I hope that all of the people who read my column (all five of you) had yourselves a happy Thanksgiving. Which means I hope you ate until you were sick, got into screaming arguments with your relatives and watched football in complete, cold silence after your uncle Bruce came out of the closet to your ultra-conservative grandparents.
Thanksgiving is a unique holiday. It is on this day that we celebrate the arrival of the religious fundamentalist rejects from Europe and the beginning of the end for the indigenous people on this continent. We also get to watch football on a Thursday.
We get to see our younger family members acting in school plays in which the pilgrims and the Indians are happy and high on life. Apparently, the play ends before all the death. You never see the play in which the pilgrims give hats with belt buckles to the Indians in exchange for corn and then use their guns to shoot the Indians to get back the hats.
Thanksgiving is more important than elementary school plays, as hard as that is to believe. Thanksgiving is the time of the year when we all reflect and think about what we are thankful for.

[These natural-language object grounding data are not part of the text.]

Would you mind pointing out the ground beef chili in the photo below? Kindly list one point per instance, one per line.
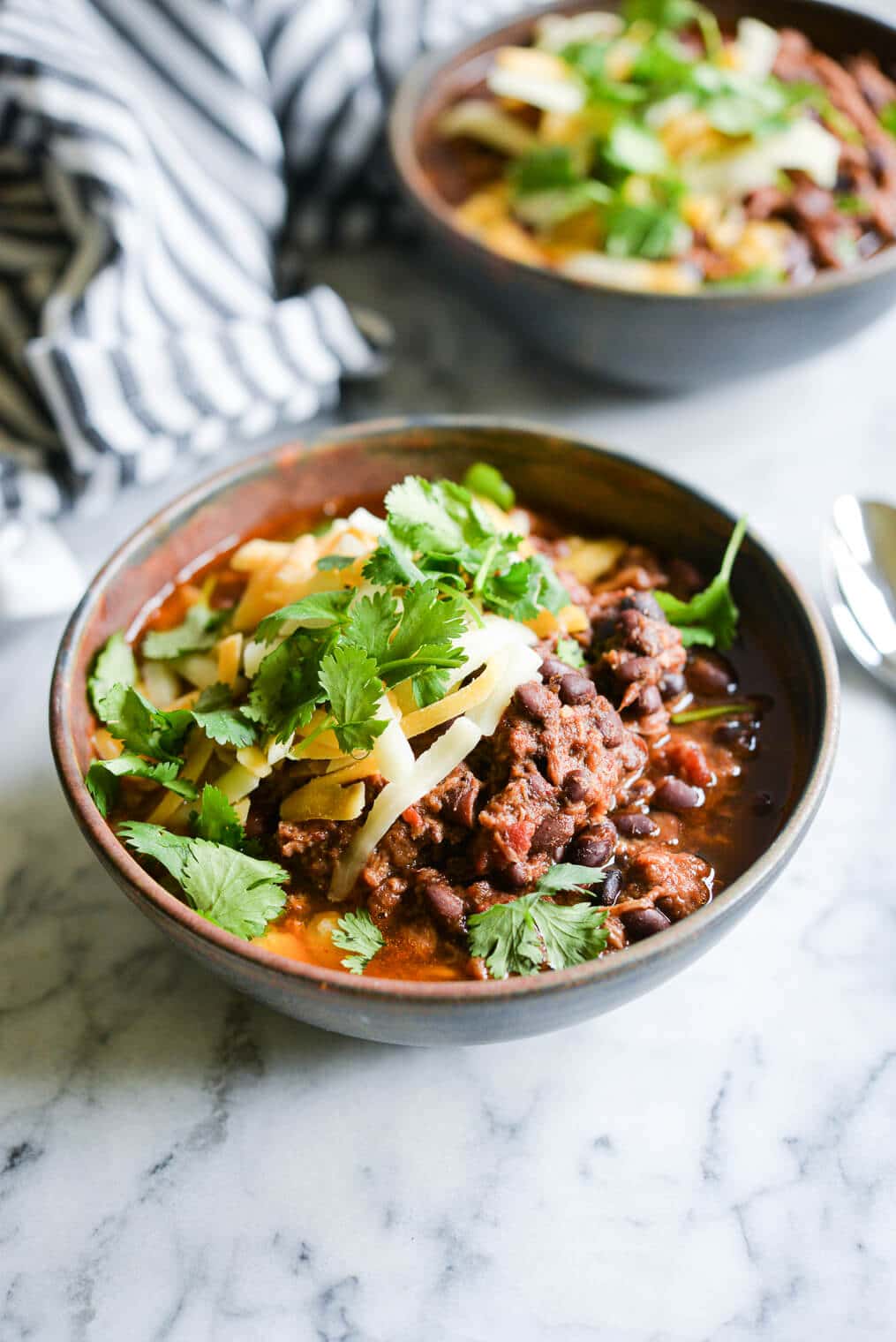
(809, 229)
(584, 766)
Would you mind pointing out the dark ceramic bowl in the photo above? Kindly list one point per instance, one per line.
(648, 340)
(596, 490)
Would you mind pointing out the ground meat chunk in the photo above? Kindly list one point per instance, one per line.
(530, 816)
(633, 650)
(674, 882)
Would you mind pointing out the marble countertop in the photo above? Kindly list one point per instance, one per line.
(714, 1161)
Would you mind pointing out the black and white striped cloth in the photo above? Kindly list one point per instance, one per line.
(165, 170)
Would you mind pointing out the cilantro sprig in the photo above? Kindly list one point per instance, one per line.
(237, 892)
(531, 931)
(712, 616)
(357, 933)
(198, 632)
(436, 529)
(103, 777)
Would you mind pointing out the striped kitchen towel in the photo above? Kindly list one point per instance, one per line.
(167, 167)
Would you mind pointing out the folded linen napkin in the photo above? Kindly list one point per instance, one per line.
(165, 170)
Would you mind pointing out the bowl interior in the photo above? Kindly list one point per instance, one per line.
(443, 80)
(593, 490)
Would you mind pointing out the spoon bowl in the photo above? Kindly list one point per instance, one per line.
(860, 580)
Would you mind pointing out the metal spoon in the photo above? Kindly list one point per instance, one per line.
(860, 581)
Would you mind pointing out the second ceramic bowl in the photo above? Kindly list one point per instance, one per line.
(648, 340)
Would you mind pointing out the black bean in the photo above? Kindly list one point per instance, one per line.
(673, 684)
(554, 833)
(516, 875)
(612, 886)
(611, 728)
(447, 908)
(645, 603)
(676, 795)
(577, 689)
(644, 923)
(636, 826)
(602, 630)
(650, 699)
(576, 784)
(591, 847)
(636, 668)
(553, 666)
(534, 699)
(712, 674)
(629, 622)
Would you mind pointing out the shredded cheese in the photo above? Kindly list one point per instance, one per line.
(429, 769)
(230, 651)
(471, 696)
(323, 799)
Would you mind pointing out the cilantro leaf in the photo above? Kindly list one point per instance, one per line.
(335, 562)
(425, 634)
(216, 820)
(239, 893)
(572, 933)
(392, 564)
(286, 690)
(635, 149)
(103, 774)
(198, 632)
(488, 483)
(320, 609)
(358, 933)
(506, 939)
(570, 652)
(220, 721)
(524, 588)
(541, 170)
(114, 665)
(159, 843)
(420, 514)
(522, 936)
(712, 616)
(371, 623)
(351, 683)
(652, 231)
(141, 727)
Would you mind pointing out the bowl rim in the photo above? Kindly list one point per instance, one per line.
(402, 131)
(144, 887)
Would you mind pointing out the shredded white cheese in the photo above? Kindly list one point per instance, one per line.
(429, 769)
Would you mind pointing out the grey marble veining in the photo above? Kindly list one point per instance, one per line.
(712, 1163)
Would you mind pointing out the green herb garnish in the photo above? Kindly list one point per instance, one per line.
(488, 483)
(216, 820)
(712, 616)
(199, 632)
(358, 933)
(335, 562)
(232, 890)
(103, 776)
(220, 721)
(720, 710)
(114, 665)
(570, 652)
(523, 936)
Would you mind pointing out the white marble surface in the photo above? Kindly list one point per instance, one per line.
(715, 1161)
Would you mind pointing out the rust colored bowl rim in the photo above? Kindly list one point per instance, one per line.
(402, 136)
(633, 960)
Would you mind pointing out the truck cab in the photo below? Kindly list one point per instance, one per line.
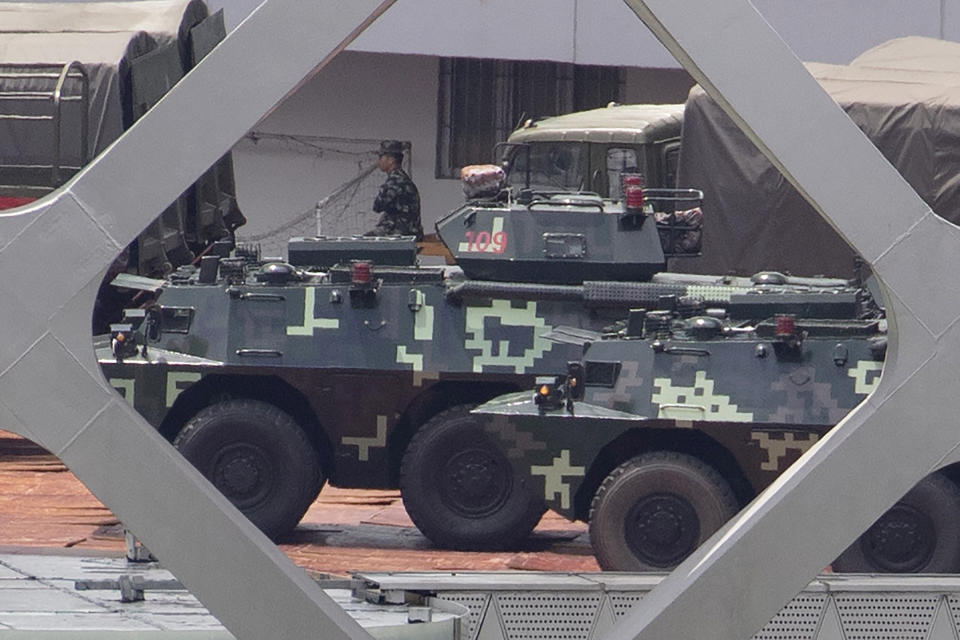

We don’t do anything about it, we just reflect on it.
I, for example, am thankful that nobody reads my column. Because of that, there is no pressure on me to make it any good. In fact, I wrote this entire column while sitting on the toilet. Without the pressure of having to put together a string of coherent thoughts, I am free to spend more time doing what I truly enjoy. For example, I can spend more time sitting on the toilet.
But I am not the only person who reflected this past Thursday while violently vomiting after eating three times my own weight in stuffing and yams.
I know my professors are all very thankful that the expectations and standards in all their classes are so dangerously low. Instead of giving students assignments that are time-consuming to grade, such as research papers or essay exams, my professors only need to pass out multiple choice exams and have someone in the testing center run them through a machine. All that not-grading gives them more free time to do the thing they love to do: Hit the sauce hard and pass out on the couch while watching David Letterman’s monologue.
Chancellor Richard Wells most likely was thankful that OSA passed his plan for the student compact. In his plan, students will pay more each year for better advising. However, Wells will only have to use a small portion of that money to pay some unemployed guidance counselors with food so they can tell students they should take a foreign language class to graduate.
With the rest of the money from differential tuition, the chancellor will be able to buy something he could actually use, like an electric guitar and lessons.
Then there is everyone else. There are those who give thanks for their good health, even though the only good health they can maintain is the fact that they are still alive. We live in a country where, opposed to the rest of the world, our biggest problem is too much food and we worry about being morbidly obese. And then we celebrate an asinine holiday by stuffing our faces with enough food to feed an entire army of hobos.
Yes, Thanksgiving is a time to give thanks. And more than anything, I’m thankful that it’s over for another year. Because giving thanks really blows.